A large number of anticancer drugs, including alkylating agents, antitumor antibiotics, antimetabolites, plant alkaloids, platinum derivatives, and procarbazine, have been tried alone and in various combinations, and by different routes of administration, in the treatment of hepatocellular carcinoma, but response rates have invariably been less than 20%. Because single agents have limited value in treating hepatocellular carcinoma, it is not surprising that combinations of these agents are also disappointing. Multidrug resistance is an important factor in the poor outcomes, and the development and testing of drugs that reverse this resistance is in progress. Biologic response modifiers tested to date have not proved to be of value.

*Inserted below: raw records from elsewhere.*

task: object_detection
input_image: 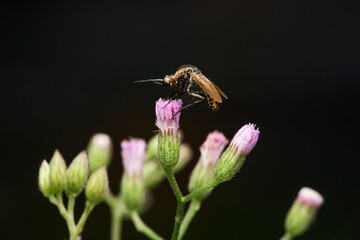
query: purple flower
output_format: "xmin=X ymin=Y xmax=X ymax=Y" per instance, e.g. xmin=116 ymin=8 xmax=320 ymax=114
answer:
xmin=297 ymin=187 xmax=324 ymax=208
xmin=155 ymin=98 xmax=182 ymax=136
xmin=200 ymin=131 xmax=229 ymax=168
xmin=230 ymin=123 xmax=260 ymax=156
xmin=121 ymin=138 xmax=146 ymax=177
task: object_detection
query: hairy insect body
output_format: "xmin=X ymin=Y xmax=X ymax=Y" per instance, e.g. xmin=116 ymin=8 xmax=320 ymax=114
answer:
xmin=137 ymin=65 xmax=227 ymax=111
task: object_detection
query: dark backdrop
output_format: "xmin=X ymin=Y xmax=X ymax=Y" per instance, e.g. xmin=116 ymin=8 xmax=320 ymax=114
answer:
xmin=0 ymin=0 xmax=360 ymax=240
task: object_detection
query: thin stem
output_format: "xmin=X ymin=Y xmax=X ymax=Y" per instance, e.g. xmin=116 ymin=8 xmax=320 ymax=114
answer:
xmin=164 ymin=168 xmax=183 ymax=201
xmin=183 ymin=178 xmax=219 ymax=202
xmin=280 ymin=233 xmax=293 ymax=240
xmin=68 ymin=195 xmax=76 ymax=222
xmin=164 ymin=168 xmax=185 ymax=240
xmin=171 ymin=201 xmax=185 ymax=240
xmin=76 ymin=201 xmax=95 ymax=235
xmin=110 ymin=211 xmax=122 ymax=240
xmin=178 ymin=199 xmax=201 ymax=240
xmin=131 ymin=212 xmax=163 ymax=240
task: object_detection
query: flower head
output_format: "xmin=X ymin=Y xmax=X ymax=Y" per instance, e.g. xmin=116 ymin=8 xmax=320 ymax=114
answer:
xmin=200 ymin=131 xmax=229 ymax=168
xmin=285 ymin=187 xmax=324 ymax=237
xmin=188 ymin=131 xmax=229 ymax=201
xmin=297 ymin=187 xmax=324 ymax=208
xmin=66 ymin=151 xmax=89 ymax=196
xmin=230 ymin=123 xmax=260 ymax=156
xmin=215 ymin=123 xmax=260 ymax=182
xmin=121 ymin=138 xmax=146 ymax=177
xmin=155 ymin=98 xmax=182 ymax=137
xmin=39 ymin=160 xmax=53 ymax=197
xmin=85 ymin=166 xmax=109 ymax=204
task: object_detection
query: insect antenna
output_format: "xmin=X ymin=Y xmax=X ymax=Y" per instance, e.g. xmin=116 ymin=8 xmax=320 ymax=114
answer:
xmin=135 ymin=78 xmax=164 ymax=85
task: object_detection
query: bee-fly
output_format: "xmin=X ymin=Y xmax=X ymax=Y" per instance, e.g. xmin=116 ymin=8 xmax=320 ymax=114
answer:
xmin=135 ymin=64 xmax=228 ymax=111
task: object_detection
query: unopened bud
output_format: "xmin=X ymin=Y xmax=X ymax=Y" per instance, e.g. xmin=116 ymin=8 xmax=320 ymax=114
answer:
xmin=50 ymin=150 xmax=66 ymax=193
xmin=87 ymin=133 xmax=112 ymax=172
xmin=39 ymin=160 xmax=53 ymax=197
xmin=189 ymin=131 xmax=228 ymax=201
xmin=85 ymin=166 xmax=109 ymax=204
xmin=215 ymin=124 xmax=260 ymax=182
xmin=285 ymin=187 xmax=324 ymax=238
xmin=155 ymin=99 xmax=182 ymax=169
xmin=143 ymin=160 xmax=165 ymax=189
xmin=121 ymin=138 xmax=146 ymax=210
xmin=66 ymin=151 xmax=89 ymax=196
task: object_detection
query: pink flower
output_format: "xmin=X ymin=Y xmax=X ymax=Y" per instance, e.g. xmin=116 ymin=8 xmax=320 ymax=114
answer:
xmin=200 ymin=131 xmax=229 ymax=168
xmin=155 ymin=98 xmax=182 ymax=136
xmin=297 ymin=187 xmax=324 ymax=208
xmin=121 ymin=138 xmax=146 ymax=177
xmin=230 ymin=123 xmax=260 ymax=156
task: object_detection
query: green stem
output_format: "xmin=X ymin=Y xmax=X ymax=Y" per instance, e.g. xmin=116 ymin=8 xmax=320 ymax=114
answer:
xmin=183 ymin=178 xmax=219 ymax=202
xmin=164 ymin=168 xmax=185 ymax=240
xmin=68 ymin=195 xmax=76 ymax=223
xmin=178 ymin=199 xmax=201 ymax=240
xmin=105 ymin=193 xmax=125 ymax=240
xmin=50 ymin=193 xmax=77 ymax=240
xmin=110 ymin=211 xmax=122 ymax=240
xmin=171 ymin=201 xmax=185 ymax=240
xmin=76 ymin=201 xmax=95 ymax=235
xmin=280 ymin=233 xmax=293 ymax=240
xmin=131 ymin=212 xmax=163 ymax=240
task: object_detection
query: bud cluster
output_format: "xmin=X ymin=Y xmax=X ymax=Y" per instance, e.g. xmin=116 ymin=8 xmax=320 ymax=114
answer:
xmin=285 ymin=187 xmax=324 ymax=237
xmin=189 ymin=131 xmax=228 ymax=200
xmin=215 ymin=123 xmax=260 ymax=182
xmin=39 ymin=147 xmax=108 ymax=203
xmin=155 ymin=99 xmax=182 ymax=169
xmin=121 ymin=138 xmax=146 ymax=210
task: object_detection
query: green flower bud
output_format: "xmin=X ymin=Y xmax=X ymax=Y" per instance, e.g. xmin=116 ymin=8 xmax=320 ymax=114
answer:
xmin=121 ymin=173 xmax=145 ymax=210
xmin=85 ymin=166 xmax=109 ymax=204
xmin=121 ymin=138 xmax=146 ymax=210
xmin=215 ymin=124 xmax=260 ymax=183
xmin=50 ymin=150 xmax=66 ymax=193
xmin=285 ymin=187 xmax=324 ymax=238
xmin=145 ymin=134 xmax=159 ymax=162
xmin=66 ymin=151 xmax=89 ymax=196
xmin=142 ymin=160 xmax=165 ymax=189
xmin=39 ymin=160 xmax=53 ymax=197
xmin=174 ymin=143 xmax=193 ymax=173
xmin=158 ymin=134 xmax=180 ymax=169
xmin=87 ymin=133 xmax=112 ymax=172
xmin=155 ymin=99 xmax=182 ymax=169
xmin=189 ymin=131 xmax=228 ymax=201
xmin=143 ymin=142 xmax=192 ymax=189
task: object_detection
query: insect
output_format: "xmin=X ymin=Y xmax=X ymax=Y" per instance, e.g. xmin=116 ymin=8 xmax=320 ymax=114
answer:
xmin=135 ymin=64 xmax=228 ymax=111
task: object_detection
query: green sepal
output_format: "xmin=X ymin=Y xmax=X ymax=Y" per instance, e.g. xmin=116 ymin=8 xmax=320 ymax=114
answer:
xmin=215 ymin=146 xmax=245 ymax=182
xmin=85 ymin=166 xmax=109 ymax=204
xmin=66 ymin=151 xmax=89 ymax=196
xmin=158 ymin=134 xmax=180 ymax=169
xmin=285 ymin=200 xmax=317 ymax=237
xmin=50 ymin=150 xmax=66 ymax=193
xmin=121 ymin=173 xmax=145 ymax=211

Screening For Small Presymptomatic Tumors

Because symptomatic hepatocellular carcinoma is seldom amenable to surgical intervention and responds poorly to conservative modalities of treatment, there is a pressing need either to prevent the tumor or to diagnose it at a presymptomatic stage when surgical intervention is still possible. Mass screening of populations at high risk for the tumor is a daunting and expensive task with a relatively low yield. Long-term surveillance of individuals known to be at high risk (particularly those chronically infected with hepatitis B or C viruses) is more effective and can be costeffective. Ultrasound examination is used as the initial imaging screen in association with measurement of serum a-fetoprotein levels, usually performed at 6-month intervals.

Prevention

The only very effective means of preventing hepatocellular carcinoma at present is the use of hepatitis B virus vaccination. Universal incorporation of this vaccine into the Expanded Program of Immunization in countries in which infection with this virus is endemic and hepatocellular carcinoma common has already resulted in a more than tenfold decrease in viral carrier rates and a more than 70% reduction in the occurrence of hepatitis B-virus-induced hepatocellular carcinoma in the age cohorts that have received the vaccine.

Cholangiocarcinoma

Cholangiocarcinomas may originate from small intrahepatic bile ducts (peripheral cholangiocarcinoma), larger or hilar intrahepatic ducts (hilar cholangiocarcinoma) (when located at the bifurcation of the right and left main intrahepatic bile ducts, referred to as Klatskin tumor), or extrahepatic bile ducts (bile duct carcinoma).